Building Machine Learning solutions using Spark ML on Azure

by Bhushan Patil

A Manufacturing company running Spark Machine Learning solutions on their local servers wanted to move their data & ML solutions to Microsoft Azure cloud for better scalability and ease of maintenance. The company engaged Saviant to build a solution that would help them overcome their challenges. Our team leveraged Azure HDInsight Spark, an Azure hosted offering of open-source Spark, that provides complete common data science tasks such as data ingestion, feature engineering, modeling, and model evaluation. It supports Jupyter PySpark, which is Python API for Spark, notebooks on the Spark cluster that runs Spark SQL interactive queries to transform, filter, and visualize the data stored in Azure Blobs (WASB).

To migrate machine learning solutions to Azure, Spark MLlib on Azure, a scalable Machine Learning library, was leveraged.
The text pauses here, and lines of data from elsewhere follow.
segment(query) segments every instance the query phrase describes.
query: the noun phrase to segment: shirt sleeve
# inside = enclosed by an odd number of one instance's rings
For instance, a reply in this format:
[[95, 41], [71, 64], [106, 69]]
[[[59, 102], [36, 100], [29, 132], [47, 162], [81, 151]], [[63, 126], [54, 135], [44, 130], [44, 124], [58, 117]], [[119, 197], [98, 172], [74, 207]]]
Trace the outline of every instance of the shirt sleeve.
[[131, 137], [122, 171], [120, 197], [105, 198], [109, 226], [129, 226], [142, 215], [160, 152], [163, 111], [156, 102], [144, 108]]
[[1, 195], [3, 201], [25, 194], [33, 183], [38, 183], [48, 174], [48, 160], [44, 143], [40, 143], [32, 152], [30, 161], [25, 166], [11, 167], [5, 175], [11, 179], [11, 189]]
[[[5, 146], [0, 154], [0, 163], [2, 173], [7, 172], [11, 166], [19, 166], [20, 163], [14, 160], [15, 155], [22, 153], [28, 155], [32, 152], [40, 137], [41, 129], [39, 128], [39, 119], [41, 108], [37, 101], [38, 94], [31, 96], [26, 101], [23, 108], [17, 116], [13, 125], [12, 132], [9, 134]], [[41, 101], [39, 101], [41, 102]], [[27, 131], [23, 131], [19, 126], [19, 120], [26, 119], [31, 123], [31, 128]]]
Spark MLlib consists of common ML algorithms like regression, classification, collaborative filtering, clustering, underlying optimization primitives, and dimensionality reduction.


Implementation Steps to configure Spark Cluster on HDInsight

  1. Created a new Spark cluster on Azure HDInsight using the Azure portal.
  2. Created Jupyter notebook that has the python code to Run the ML experiment.
  3. Read CSV from blob storage to create the input data frame.
  4. Created a Linear model from the input data frame.
  5. Predicted the severity and certainty using the model.
  6. Python code returns the data frame with severity and certainty.

Benefits of using Apache Spark on Azure

  • Spark is known as the Swiss army knife of Big Data Analytics.
  • Spark on HDInsight fills a gap and makes "big data" more approachable for Microsoft customers.
  • For customers, it is easy to connect to a Spark cluster using Power BI
  • Azure makes it easy to work with data housed in Azure storage container.